Background/Purpose:  In patients with RA treated with TNF-α inhibitors, a higher BMI has been associated with lower odds of achieving disease remission. We evaluated the effect of BMI on response to etanercept (ETN) treatment in women and men with RA, (a) during open-label treatment and (b) following dose reduction or dosing off in patients who achieved low disease activity (LDA) or remission.

Methods: In this post hoc analysis, data were collected from three randomized trials (PRESERVE, N=834; PRIZE, N=306; T2T, N=489) in which patients with RA were assigned to an open-label treatment with ETN (50 mg) and MTX for 24-52 weeks, followed by randomized double-blind treatment with ETN (25 mg or 50 mg) + MTX, placebo + MTX, or placebo for 28-52 weeks in those who achieved LDA or remission. Observed cases data were analyzed by BMI (<25 kg/m², ≥25 and <30 kg/m², or ≥30 kg/m²) for women and men separately, using a one-way analysis of covariance model for continuous variables and a logistic regression model for categorical variables. The outcomes included changes from baseline in Clinical Disease Activity Index (CDAI), 28-joint DAS with CRP level (DAS28 CRP) or ESR (DAS28 ESR), and HAQ – Disability Index (HAQ-DI), as well as the percentages of patients who achieved CDAI remission (CDAI ≤2.8) or LDA (CDAI >2.8 and ≤10). The analysis was sponsored by Pfizer Inc. Medical writing assistance was provided by Vojislav Pejović of Engage Scientific Services.

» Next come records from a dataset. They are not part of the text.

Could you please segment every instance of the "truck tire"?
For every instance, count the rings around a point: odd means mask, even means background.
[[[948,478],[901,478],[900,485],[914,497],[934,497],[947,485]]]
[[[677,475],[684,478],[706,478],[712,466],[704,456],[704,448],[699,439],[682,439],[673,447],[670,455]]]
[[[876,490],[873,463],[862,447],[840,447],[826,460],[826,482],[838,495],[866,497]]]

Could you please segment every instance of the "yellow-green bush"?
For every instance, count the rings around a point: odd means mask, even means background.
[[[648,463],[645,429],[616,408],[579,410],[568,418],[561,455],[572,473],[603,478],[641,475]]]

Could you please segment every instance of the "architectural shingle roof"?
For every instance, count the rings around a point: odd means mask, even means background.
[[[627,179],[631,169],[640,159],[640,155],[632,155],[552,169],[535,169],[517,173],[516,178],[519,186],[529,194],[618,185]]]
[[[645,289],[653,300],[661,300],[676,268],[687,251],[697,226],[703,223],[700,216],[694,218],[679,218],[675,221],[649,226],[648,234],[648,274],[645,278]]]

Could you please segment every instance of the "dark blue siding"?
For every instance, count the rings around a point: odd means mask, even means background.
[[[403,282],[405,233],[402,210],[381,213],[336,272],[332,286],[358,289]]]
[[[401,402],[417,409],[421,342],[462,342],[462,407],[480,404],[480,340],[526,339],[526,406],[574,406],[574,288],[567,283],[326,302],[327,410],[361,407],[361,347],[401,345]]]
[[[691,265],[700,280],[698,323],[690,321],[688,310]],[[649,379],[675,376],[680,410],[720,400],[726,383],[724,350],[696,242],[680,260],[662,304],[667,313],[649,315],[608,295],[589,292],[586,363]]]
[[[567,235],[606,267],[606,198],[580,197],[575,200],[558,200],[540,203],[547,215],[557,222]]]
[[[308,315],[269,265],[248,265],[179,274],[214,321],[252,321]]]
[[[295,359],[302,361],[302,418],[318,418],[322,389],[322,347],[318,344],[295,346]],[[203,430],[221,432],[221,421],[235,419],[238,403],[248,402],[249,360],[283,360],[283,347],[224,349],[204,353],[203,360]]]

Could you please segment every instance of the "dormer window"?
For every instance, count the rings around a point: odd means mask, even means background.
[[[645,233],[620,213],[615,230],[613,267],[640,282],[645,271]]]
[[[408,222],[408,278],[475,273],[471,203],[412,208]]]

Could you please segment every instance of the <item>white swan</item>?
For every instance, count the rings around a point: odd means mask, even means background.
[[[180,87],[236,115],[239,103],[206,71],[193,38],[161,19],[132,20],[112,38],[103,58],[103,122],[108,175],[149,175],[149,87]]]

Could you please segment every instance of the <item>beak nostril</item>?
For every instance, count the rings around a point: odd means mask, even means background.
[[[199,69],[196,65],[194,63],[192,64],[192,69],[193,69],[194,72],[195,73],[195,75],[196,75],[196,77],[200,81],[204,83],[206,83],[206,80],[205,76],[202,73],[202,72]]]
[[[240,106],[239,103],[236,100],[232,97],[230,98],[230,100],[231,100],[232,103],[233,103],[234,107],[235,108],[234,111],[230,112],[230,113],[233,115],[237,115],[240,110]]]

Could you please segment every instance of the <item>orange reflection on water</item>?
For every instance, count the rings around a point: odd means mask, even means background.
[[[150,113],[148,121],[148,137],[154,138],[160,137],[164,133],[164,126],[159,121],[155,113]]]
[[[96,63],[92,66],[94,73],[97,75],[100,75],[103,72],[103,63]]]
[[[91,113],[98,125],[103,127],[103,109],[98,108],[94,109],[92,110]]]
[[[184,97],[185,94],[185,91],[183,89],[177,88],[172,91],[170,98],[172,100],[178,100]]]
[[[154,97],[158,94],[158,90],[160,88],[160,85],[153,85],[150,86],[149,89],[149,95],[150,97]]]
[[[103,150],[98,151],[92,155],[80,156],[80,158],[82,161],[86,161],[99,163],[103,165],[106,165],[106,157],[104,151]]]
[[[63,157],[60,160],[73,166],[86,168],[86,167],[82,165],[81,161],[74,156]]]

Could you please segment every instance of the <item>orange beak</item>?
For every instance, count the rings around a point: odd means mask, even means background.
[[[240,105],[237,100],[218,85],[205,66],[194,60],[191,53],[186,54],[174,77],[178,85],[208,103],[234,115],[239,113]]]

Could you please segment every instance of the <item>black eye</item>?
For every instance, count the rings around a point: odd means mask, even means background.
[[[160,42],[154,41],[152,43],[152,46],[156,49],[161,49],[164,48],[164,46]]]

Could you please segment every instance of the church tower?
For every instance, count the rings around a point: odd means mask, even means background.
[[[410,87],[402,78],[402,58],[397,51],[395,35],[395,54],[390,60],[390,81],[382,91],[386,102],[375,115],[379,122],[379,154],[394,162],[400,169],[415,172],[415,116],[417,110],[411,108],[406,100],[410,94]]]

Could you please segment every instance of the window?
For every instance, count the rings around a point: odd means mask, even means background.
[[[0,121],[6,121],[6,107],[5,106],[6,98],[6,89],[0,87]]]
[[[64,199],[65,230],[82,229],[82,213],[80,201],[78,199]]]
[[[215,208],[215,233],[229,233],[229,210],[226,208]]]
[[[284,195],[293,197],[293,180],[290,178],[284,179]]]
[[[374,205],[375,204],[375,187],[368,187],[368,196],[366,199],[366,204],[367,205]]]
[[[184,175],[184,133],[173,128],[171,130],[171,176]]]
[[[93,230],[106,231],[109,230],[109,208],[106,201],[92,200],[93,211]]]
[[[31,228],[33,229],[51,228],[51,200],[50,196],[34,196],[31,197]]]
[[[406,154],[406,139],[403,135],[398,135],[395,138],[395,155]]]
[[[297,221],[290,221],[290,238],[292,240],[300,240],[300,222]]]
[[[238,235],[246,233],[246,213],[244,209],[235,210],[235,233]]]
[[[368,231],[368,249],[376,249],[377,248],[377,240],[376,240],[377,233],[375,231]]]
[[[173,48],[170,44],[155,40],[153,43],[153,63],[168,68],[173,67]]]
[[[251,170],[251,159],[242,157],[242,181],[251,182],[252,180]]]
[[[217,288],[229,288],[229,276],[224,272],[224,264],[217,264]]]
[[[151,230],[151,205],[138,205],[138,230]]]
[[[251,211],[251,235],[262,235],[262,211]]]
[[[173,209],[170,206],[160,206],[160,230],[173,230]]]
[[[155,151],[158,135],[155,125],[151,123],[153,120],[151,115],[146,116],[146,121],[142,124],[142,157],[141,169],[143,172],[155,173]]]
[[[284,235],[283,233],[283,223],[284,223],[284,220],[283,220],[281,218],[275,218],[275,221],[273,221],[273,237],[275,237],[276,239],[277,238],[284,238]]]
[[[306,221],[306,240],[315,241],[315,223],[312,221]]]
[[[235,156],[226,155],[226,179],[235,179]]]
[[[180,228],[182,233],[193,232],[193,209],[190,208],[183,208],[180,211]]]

Results: In the open label periods of all three studies, there was no significant BMI effect on treatment response to ETN in male patients, except for CDAI remission at a single visit in PRIZE (Figure). In open-label periods of the PRIZE and T2T trials, a significantly smaller decrease in DAS28 CRP and DAS28 ESR in women with BMI ≥30 kg/m², compared with the other two BMI categories, was observed at most visits. In addition, in PRIZE trial (but not in PRESERVE or T2T), women, but not men, with BMI ≥30 kg/m² had a significantly smaller decrease in CDAI and HAQ-DI scores and lower rates of CDAI LDA at most visits, compared with their counterparts with BMI <30 kg/m². For CDA remission, there was evidence of the effect of BMI ≥30 kg/m² in women in both PRIZE and PRESERVE (Figure). Overall, these nominally significant differences between women with BMI ≥30 kg/m² and <30 kg/m² were transient: most of them diminished or were no longer significant toward the end of the open-label periods. In randomized, double-blind periods, there were no discernible trends attributable to BMI category in either women or men.

Conclusion: Results of this post hoc analysis suggest that, in men with RA, there was no impact of BMI on ETN efficacy. In women, there was evidence of a transient negative impact of BMI ≥30 kg/m² on ETN efficacy in open-label periods, but it diminished by the end of the induction period and was not consistent across trials. There was no evidence of BMI effect in men or women during the double-blind periods.